Closed ypxie closed 8 years ago
No unfortunately Keras based implementations is not finished experimentation. I had some difficulties with Scan() though I guess one could overcome them. (The problem is storing weights in multidimensional iterations)
GridLSTM works on torch (yet it is not validated but I am working on it). One could easily transform torch implentation into Keras. In case you need help in understanding how everything works let me know. Otherwise, always good to learn Torch, even though for RNNs, the only limitation is that you must do unfolding that takes lots of memory space and limits the model for images.
It seems that you are using 1d data to imitate 2d data to skip the nested loop in theano.
For two dimensional grid, padding are applied on both row and column. if you use [-1, -Row] to represent the row and column predecessors, how to represent the column padding?
I am not sure if I explain my question clearly.
I have gone through your code its a little bit confusing for me as now I am concentrated into Torch. (Better not to change my abstraction to Theano again)

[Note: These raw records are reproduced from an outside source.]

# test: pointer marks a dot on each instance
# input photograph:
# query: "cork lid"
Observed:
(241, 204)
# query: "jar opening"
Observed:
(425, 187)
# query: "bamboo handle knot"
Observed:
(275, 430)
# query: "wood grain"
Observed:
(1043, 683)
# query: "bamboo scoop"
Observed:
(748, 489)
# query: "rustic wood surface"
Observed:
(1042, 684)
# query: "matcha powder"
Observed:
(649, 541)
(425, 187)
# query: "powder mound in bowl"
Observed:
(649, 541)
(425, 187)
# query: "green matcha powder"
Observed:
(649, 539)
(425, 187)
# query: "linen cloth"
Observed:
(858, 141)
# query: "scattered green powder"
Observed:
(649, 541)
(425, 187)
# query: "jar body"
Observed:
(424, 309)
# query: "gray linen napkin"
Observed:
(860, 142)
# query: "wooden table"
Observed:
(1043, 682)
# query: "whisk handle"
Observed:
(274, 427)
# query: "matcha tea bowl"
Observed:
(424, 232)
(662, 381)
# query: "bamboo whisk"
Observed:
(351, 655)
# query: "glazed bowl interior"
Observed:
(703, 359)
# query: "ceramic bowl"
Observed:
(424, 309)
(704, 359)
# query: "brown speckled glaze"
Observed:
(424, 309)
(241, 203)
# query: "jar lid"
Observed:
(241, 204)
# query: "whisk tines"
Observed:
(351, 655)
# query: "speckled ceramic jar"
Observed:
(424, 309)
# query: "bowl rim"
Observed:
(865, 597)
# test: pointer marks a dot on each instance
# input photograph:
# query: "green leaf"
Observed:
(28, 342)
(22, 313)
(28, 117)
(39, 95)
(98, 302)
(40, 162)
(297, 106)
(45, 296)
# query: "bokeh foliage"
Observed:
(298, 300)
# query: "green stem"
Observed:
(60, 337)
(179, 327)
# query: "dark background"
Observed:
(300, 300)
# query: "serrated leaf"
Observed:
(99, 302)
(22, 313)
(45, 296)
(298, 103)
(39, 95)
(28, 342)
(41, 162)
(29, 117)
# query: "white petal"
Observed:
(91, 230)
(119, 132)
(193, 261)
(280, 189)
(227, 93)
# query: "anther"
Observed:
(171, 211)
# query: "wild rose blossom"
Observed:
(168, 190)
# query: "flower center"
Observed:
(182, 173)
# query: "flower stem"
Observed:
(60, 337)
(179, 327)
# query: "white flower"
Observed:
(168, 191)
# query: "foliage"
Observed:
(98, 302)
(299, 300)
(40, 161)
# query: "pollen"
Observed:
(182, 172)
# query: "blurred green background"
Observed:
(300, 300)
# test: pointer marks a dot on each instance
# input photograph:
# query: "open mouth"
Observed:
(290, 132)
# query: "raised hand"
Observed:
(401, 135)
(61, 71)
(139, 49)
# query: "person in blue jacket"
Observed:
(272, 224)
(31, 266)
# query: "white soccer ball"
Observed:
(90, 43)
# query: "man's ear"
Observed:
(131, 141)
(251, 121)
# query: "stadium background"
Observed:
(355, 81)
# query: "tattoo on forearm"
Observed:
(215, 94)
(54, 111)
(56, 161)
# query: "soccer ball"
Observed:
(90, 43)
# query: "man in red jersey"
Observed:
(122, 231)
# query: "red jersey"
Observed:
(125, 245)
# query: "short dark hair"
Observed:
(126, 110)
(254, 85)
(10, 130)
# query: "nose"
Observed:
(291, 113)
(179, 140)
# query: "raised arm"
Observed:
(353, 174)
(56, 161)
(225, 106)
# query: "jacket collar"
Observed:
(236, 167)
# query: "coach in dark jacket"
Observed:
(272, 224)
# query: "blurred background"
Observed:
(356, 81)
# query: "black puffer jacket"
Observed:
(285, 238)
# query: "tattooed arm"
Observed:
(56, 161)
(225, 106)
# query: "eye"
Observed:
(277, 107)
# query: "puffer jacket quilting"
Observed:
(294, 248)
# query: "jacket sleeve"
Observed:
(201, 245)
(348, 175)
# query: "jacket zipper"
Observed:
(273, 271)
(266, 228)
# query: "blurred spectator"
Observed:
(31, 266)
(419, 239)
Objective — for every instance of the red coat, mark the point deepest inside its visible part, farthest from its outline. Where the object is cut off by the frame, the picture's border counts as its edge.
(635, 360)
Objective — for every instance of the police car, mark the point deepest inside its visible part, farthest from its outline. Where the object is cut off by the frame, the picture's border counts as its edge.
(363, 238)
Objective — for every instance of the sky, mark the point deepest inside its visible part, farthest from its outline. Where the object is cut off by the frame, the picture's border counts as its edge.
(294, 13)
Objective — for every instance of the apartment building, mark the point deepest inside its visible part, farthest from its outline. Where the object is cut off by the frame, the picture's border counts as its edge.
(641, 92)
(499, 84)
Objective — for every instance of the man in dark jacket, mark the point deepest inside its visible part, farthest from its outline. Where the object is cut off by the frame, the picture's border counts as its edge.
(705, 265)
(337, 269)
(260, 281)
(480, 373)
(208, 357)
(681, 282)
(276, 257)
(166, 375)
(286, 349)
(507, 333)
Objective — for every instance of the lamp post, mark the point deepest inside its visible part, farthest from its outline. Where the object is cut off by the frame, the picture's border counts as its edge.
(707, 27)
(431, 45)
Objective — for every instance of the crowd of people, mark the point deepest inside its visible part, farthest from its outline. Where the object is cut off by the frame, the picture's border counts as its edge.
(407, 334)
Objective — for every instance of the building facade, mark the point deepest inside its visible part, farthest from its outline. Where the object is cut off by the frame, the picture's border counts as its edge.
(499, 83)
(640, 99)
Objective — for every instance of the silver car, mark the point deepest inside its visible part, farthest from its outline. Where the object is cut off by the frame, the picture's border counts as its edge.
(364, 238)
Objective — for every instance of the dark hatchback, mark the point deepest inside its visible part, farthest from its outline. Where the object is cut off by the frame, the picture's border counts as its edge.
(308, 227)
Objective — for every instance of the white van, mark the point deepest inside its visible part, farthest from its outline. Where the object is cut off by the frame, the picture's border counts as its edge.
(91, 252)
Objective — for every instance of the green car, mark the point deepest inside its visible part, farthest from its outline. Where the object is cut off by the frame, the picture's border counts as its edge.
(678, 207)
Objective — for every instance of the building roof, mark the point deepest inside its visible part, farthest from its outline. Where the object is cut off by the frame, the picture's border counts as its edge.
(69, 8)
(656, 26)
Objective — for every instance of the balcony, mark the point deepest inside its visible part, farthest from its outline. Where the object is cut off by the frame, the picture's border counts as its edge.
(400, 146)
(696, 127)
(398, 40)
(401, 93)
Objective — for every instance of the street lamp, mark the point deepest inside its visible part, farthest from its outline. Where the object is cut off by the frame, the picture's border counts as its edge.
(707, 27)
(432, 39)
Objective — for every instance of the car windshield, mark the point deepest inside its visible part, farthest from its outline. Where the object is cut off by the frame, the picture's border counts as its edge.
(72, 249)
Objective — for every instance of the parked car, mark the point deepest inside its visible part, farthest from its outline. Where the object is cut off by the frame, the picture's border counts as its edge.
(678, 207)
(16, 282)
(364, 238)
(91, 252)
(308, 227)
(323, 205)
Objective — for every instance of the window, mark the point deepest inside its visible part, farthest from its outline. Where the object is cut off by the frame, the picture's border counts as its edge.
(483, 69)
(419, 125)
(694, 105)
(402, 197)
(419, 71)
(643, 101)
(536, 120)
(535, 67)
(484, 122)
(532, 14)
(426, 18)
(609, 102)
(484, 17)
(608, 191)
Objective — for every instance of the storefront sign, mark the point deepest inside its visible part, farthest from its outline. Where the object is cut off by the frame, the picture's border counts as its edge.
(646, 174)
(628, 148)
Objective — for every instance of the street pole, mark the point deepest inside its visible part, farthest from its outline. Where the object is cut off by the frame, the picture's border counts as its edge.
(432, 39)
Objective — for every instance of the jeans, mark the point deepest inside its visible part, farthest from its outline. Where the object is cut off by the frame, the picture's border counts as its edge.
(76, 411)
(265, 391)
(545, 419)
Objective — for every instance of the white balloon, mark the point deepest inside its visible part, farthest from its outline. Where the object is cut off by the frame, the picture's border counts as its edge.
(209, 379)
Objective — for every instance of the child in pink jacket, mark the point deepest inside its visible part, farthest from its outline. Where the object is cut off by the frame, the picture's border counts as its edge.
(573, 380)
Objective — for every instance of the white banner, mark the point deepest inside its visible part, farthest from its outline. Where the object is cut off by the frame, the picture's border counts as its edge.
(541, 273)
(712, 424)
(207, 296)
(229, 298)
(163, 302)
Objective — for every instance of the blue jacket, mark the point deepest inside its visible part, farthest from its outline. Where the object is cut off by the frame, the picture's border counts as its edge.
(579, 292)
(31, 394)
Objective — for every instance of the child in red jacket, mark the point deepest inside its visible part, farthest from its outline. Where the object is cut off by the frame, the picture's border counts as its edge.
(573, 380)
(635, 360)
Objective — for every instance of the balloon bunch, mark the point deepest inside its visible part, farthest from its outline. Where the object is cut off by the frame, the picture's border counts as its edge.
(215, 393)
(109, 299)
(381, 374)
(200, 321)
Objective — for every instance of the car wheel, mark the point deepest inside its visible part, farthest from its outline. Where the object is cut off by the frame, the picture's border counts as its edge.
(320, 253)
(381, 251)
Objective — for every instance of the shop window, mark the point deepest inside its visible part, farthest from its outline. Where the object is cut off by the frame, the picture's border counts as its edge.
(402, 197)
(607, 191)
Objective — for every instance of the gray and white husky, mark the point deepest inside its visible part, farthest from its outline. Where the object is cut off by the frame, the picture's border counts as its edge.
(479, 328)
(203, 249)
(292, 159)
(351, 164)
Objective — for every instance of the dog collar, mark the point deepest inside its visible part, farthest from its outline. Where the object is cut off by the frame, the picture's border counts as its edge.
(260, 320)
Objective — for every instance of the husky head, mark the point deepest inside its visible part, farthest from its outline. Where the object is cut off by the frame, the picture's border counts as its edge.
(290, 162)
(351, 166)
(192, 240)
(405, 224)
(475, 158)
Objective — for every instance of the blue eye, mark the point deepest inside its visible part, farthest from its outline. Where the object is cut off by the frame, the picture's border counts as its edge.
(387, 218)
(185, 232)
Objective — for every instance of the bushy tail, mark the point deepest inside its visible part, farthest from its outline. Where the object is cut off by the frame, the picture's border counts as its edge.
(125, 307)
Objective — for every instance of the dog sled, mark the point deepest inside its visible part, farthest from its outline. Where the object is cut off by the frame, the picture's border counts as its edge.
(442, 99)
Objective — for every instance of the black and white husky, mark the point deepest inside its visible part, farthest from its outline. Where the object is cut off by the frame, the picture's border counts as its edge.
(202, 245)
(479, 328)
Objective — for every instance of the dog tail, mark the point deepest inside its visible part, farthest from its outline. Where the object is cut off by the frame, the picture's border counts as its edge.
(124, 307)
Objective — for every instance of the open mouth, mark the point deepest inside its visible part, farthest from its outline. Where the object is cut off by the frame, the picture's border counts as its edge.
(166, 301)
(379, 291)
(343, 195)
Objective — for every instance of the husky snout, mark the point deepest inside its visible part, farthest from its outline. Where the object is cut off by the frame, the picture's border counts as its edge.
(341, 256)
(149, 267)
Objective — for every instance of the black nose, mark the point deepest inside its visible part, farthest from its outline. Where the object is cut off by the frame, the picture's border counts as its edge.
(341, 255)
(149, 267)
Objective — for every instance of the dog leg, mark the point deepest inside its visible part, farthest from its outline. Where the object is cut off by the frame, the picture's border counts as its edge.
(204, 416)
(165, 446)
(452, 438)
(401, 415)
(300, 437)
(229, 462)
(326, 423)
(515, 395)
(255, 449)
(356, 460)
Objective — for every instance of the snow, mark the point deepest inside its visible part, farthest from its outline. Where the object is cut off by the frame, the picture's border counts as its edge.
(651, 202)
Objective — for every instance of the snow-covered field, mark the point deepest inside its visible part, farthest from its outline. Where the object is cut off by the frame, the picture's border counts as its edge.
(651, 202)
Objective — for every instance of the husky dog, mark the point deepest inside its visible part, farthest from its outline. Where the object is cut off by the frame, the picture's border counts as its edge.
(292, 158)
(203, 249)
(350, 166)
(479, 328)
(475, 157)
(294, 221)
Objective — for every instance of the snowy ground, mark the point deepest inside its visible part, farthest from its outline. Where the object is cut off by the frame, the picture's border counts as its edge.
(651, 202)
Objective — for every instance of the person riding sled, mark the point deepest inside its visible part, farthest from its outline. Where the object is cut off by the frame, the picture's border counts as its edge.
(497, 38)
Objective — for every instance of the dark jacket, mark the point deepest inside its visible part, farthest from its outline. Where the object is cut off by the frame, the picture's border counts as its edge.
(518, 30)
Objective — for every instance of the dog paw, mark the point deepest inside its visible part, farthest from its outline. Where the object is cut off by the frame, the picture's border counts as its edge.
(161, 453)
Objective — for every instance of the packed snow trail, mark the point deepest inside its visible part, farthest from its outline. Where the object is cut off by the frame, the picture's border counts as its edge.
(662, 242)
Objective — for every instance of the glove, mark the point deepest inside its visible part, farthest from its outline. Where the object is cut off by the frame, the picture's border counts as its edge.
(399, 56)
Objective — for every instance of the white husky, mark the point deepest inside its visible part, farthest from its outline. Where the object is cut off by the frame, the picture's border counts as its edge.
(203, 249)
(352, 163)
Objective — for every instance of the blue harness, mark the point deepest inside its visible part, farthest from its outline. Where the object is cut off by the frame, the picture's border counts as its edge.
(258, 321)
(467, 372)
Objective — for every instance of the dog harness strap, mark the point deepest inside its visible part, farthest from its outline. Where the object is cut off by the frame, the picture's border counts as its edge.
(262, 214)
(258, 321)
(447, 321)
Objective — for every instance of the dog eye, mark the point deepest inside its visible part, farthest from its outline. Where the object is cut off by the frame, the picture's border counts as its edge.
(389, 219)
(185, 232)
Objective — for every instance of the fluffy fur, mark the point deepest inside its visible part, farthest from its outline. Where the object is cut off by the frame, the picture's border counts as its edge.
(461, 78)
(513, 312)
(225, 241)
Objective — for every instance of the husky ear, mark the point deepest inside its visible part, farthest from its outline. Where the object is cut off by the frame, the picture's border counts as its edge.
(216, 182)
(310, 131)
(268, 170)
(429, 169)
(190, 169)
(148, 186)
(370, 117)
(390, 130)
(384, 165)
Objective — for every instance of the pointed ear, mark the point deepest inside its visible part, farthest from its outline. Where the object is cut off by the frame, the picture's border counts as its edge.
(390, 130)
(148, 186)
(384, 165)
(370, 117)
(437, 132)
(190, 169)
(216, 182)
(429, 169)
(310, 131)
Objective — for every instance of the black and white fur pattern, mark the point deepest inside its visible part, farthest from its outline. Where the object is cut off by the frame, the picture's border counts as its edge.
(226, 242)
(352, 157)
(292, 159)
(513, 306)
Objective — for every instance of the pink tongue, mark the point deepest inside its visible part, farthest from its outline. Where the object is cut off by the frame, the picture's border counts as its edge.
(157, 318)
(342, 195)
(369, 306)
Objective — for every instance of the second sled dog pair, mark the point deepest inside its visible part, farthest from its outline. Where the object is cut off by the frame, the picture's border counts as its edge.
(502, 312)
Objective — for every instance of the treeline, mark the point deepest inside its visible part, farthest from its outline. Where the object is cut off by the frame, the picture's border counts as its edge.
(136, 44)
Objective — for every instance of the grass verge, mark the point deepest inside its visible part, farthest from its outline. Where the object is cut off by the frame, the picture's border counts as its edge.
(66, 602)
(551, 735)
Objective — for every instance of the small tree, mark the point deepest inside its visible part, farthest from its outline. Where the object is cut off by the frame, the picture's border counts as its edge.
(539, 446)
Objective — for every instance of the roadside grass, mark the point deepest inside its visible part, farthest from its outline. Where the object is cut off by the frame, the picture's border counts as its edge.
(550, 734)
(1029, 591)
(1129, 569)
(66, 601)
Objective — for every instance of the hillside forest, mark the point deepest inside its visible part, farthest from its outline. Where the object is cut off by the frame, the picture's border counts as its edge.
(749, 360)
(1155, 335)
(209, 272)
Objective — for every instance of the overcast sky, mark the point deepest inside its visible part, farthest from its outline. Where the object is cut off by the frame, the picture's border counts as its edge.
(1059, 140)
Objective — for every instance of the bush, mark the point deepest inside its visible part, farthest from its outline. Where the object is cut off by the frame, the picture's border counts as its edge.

What would I suggest to do from my experience of past month,
1) is to develop MVP with for-loops without any scan() or complicated/limited tool. Do not care about the speed, apparently haven't seen any MD RNN based on GPU. Please refer to this paper. They do everything on CPU and achieve good results.
2) Secondly setup experiment environment exactly the same as it is done in GridLSTM paper or Multidimensional RNN paper and try to achieve the same results with same configuration. Only then you will be sure that you have developed right model.
3) Do Optimization e.g. try to use Scan() and run the experiment to see that nothing breaks.
4) Do your own experiment with achieved model.
Hope this will help. :) Good luck. Write me in case you are at least on finished 2 step.
Thank you for your advices. I implemented several theano based 2D RNN, but the results are not promising.
I saw you also did some experiments on pybrain.
Does the multi-dim lstm work on pybrain?
I run the pybrain_mdrnn.py but it gives me errors because of the dataset problem, could you upload the data set for pybrain? Thank you! .
I can upload but those experiments with py_brain could not simply work as if I am not wrong at that time I couldn't find out any multidimensional container (object) to pass into the network.
But if you still want to give a try I will upload them.
Thank you very much!
I also tried your Torch 7 implementation of GridLSTM, it works for cpu, but for GPU it rises several errors in the optim part. Did you also encounter this?
here is the dataset I was working. datasets.zip
Haven't yet sorted out with GPU, but will do in upcoming weeks.
Thank you very much!
Hello,
Just wondering if we have some details on grid lstm.
Thanks, regards.
It's great to find this implementation, I have been looking for this for long.
I am not sure does the keras based GridLSTM work ? or you already shifted to torch7?